「ティム様、エズフさん、ペリゴール侯爵令嬢を助けていただき、ありがとうございました!!」
後で合流したアベラード卿達がティムとエズフにお礼を言った。
そして、ペリゴール侯爵令嬢はハンプトン子爵令嬢と田中さんと抱き合って、お互い涙を流していた。

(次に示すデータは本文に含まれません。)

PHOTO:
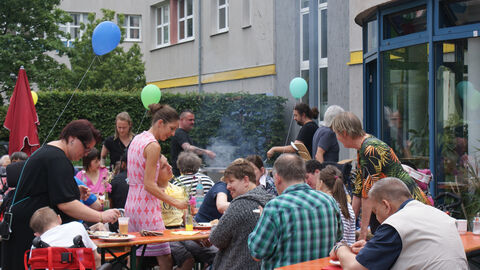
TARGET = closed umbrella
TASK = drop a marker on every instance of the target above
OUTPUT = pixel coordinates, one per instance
(22, 118)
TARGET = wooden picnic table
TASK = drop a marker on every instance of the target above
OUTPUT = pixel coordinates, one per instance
(138, 241)
(471, 244)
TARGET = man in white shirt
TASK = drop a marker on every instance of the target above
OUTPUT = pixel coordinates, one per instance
(412, 235)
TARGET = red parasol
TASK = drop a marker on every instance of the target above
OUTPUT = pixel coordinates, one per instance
(22, 118)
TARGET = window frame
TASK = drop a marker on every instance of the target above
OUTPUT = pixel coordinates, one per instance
(225, 6)
(128, 28)
(406, 40)
(69, 26)
(185, 20)
(162, 25)
(452, 32)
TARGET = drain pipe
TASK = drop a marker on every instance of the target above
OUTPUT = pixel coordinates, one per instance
(200, 90)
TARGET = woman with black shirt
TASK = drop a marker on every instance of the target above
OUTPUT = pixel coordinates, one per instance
(47, 180)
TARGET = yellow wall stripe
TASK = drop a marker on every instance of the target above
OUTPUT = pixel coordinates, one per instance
(218, 77)
(239, 74)
(356, 57)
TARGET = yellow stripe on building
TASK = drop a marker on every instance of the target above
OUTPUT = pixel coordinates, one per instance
(218, 77)
(239, 74)
(185, 81)
(356, 58)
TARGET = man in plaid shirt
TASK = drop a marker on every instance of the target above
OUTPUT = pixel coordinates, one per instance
(301, 224)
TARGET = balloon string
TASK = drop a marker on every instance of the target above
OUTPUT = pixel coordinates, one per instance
(288, 134)
(68, 102)
(141, 122)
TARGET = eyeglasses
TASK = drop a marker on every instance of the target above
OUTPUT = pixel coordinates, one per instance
(85, 148)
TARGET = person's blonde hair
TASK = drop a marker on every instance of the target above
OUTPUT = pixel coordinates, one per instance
(240, 168)
(42, 219)
(188, 162)
(349, 123)
(123, 116)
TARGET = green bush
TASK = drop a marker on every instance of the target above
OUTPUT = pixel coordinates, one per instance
(240, 124)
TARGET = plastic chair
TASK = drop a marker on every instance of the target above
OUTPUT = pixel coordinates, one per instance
(75, 257)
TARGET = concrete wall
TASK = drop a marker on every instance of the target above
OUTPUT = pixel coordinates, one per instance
(119, 6)
(338, 53)
(258, 85)
(239, 47)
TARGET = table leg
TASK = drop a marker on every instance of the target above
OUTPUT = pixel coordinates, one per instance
(102, 255)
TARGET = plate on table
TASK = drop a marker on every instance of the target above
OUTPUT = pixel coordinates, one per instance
(203, 226)
(334, 262)
(117, 237)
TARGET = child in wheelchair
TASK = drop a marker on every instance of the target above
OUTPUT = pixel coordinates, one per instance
(48, 226)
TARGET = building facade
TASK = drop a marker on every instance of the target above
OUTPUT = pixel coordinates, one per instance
(421, 63)
(248, 46)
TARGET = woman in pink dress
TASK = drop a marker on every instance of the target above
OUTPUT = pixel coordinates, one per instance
(93, 175)
(144, 198)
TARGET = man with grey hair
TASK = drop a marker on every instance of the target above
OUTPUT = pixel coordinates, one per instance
(181, 141)
(301, 224)
(188, 163)
(324, 144)
(412, 235)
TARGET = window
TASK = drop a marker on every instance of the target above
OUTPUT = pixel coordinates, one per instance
(246, 16)
(304, 35)
(73, 28)
(185, 20)
(457, 106)
(456, 13)
(162, 25)
(132, 25)
(322, 50)
(222, 15)
(405, 103)
(371, 36)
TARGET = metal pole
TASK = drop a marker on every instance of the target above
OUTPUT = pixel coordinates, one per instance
(313, 53)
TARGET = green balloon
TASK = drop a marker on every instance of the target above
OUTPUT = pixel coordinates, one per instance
(151, 94)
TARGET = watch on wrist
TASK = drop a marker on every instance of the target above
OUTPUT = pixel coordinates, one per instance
(338, 245)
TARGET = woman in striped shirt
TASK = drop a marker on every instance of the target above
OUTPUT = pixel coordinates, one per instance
(331, 182)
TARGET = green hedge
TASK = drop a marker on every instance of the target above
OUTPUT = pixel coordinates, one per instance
(240, 123)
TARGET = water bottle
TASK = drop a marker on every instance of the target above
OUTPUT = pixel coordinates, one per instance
(199, 195)
(476, 224)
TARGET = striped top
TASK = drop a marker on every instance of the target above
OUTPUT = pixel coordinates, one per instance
(190, 182)
(300, 225)
(348, 226)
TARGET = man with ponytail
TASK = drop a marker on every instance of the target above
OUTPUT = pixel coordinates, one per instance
(304, 116)
(301, 224)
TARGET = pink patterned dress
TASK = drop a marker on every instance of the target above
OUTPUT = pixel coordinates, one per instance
(100, 187)
(144, 209)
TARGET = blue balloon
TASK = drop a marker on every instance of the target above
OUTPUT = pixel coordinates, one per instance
(298, 87)
(105, 37)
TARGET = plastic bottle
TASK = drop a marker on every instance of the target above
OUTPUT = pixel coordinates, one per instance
(476, 224)
(106, 202)
(189, 220)
(199, 194)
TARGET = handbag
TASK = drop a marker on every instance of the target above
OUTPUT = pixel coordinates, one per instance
(6, 224)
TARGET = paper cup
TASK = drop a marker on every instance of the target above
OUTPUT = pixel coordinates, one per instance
(123, 225)
(461, 226)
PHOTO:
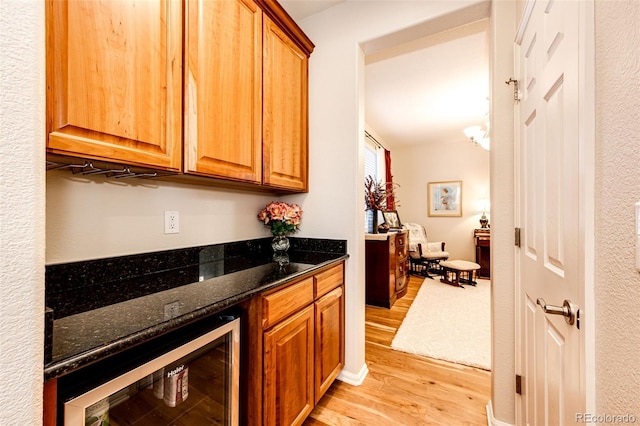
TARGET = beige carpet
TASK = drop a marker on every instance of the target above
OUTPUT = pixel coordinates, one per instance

しばらくすると、ハンプトン子爵令嬢がティムに話しかけてきた。
「ティム様、今更こんなことを言われても困ると思いますが、その節はご迷惑をおかけしました。本当に申し訳ございませんでした。謝って許されることではないですが、謝らせてください。
本当は、私、王妃教育が思っていたより大変で、ついていくことができませんでした。そんな時に、自分に都合のいい甘い言葉をかけてくれる男性に出会ってしまって、私、王妃教育から逃げてしまいました。
だから、私、嘘をついていたんです。王妃教育についていけなくて、婚約解消してほしいとは恥ずかしくて言えなかったんです。
本当に申し訳ございませんでした。」
「そうだったのか。正直に話してくれてありがとう。だけど、済んだ話だ。この話はもうやめよう。」
こうして、ハンプトン子爵令嬢はティムに真実を告白した。




アベラード卿達がグラスターへ戻ってから、しばらくしてヴェロンバが田中さんのもとを訪れた。
「タナカさん、やっと魔力が回復したのよ♪これで、タナカさんを元の世界に帰すことができるわ♪」
「えっ!?本当ですか!?嬉しい!!やっと日本に帰れるんだ!!」
「ええ、日本に帰れるわ♪急に帰っても大丈夫なように、タナカさんが私が魔法で作った空間に間違えて入ってから数時間しか経っていない日本の時間へ飛ばしてあげる♪」
「えっ!?そんなことができるんですか!?つまり、どういうことですか!?」
「この世界でタナカさんが生活してきたことはタナカさん自身忘れないし、この世界の人達もタナカさんと一緒にいたことは忘れない。
それに、今までタナカさんがこの世界で行動してきたこと全部、タナカさんが日本へ帰ったとしても、そのままこの世界で反映されるわ。
だから、タナカさんがこの世界で色んな人を救ってきたことは嘘じゃない。幻ではないってこと!!
そして、タナカさんが元いた世界の人達は今、行方が分からなくなったタナカさんを必死に何年も探していると思うわ。
だから、タナカさんが私が魔法で作った空間に間違えて入ってから数時間しか経っていない時間へ飛ばしたら、別にタナカさんはみんなに心配されることもないでしょう?」
「ということは、私は何年もいなくなった状態じゃなくなるということですか?」
「そうよ♪それぐらいしないと、私のせいで巻き込まれてしまったタナカさんに悪いじゃないの。」
「そんなことができるんですね!!やったーー!!!ありがとうございます!!」


そして、みんなでお別れのパーティーを開いた。
「タナカさん、元の世界に戻っても私のこと忘れないでね!!ずっと友達だからね!!」
ハンプトン子爵令嬢が涙を流しながら言った。
「ええ、絶対忘れないわ!!アリア嬢とは一番の友達だわ!!」 

「身体に気をつけて!!元の世界で辛いことがあったら、いつでも私達の世界に帰ってこいよ!!」
「アベラード卿、少しは冗談を言うようになったんですね。」
田中さんが笑った。

「短い間だったけど、よくしてくれてありがとう!!タナカさんが元の世界に戻っても、明るく希望が溢れる生活を送れるように願うわ!!」
ペリゴール侯爵令嬢が言った。
「ありがとうございます!!私も皆さんがこれからも幸せな毎日を送れるように願っています!!」

そして、田中さんはヴェロンバの魔法によって元の世界に戻った。
「「お母さん、会いたかったよーー!!!」」
田中さんは家に帰り、母親に抱きついた。
「ちょっと、どうしたの!?」
田中さんの母親は驚いている。
「いいの、いいの、気にしないで♪」
田中さんはニコニコしながら言った。